Accompagnare la fuoriuscita del tappo

A questo punto c’è da sfatare una consuetudine non corretta: a meno che non sia in occasione di una premiazione o dei festeggiamenti di fine anno, far “esplodere” il tappo con un roboante botto che ricade a chissà quale distanza o far versare una parte del contenuto sul pavimento, non è assolutamente gesto contemplato dalle linee guida di un sommelier. Sfruttando le 2 leve laterali del cavatappi, si deve accompagnare l’uscita del tappo e, nel momento in cui non si percepisce più una resistenza, con l’uso di un tovagliolo impugnare il tappo estraendolo. In questo modi si eviterà anche di fare rumore. Vi ricordiamo di non toccare mai il tappo con le mani.

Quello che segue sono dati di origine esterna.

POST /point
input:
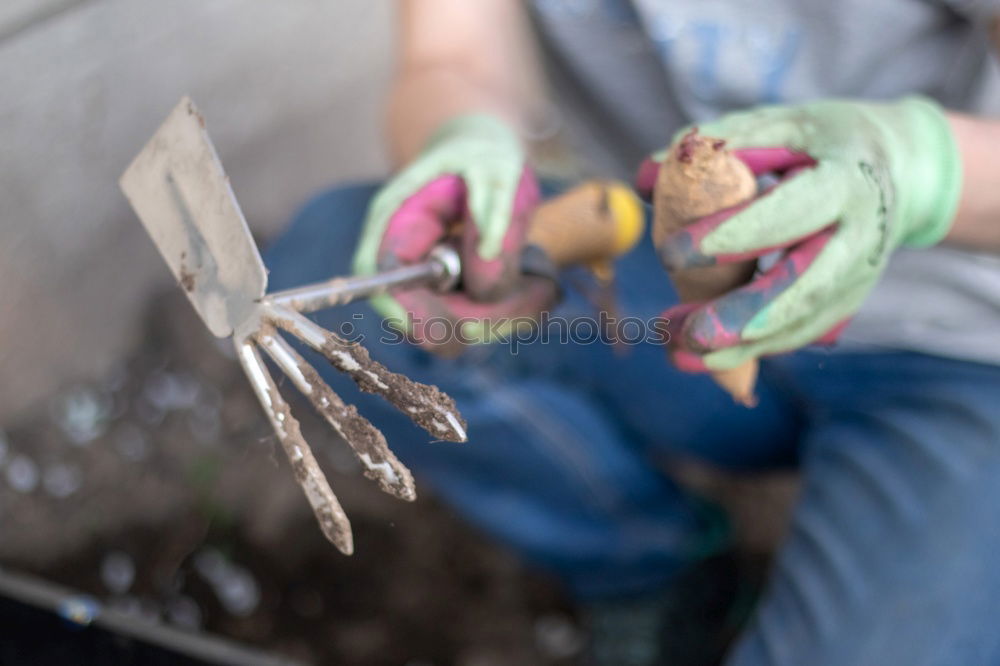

Annusare il tappo per percepire eventuali difetti del vino

Una volta estratto il tappo, si annusa per percepire eventuali olezzi sgradevoli che potrebbero derivare da contaminazioni di funghi, muffe o altre sostanze depositate sul fondo bottiglia. Per evitare di servire un vino andato a male, la sensazione olfattiva può essere accompagnata da una degustazione, che darebbe la conferma che il vino può essere servito. Solo a questo punto si può dire che la “cerimonia” della stappatura di una bottiglia di vino è stata eseguita perfettamente!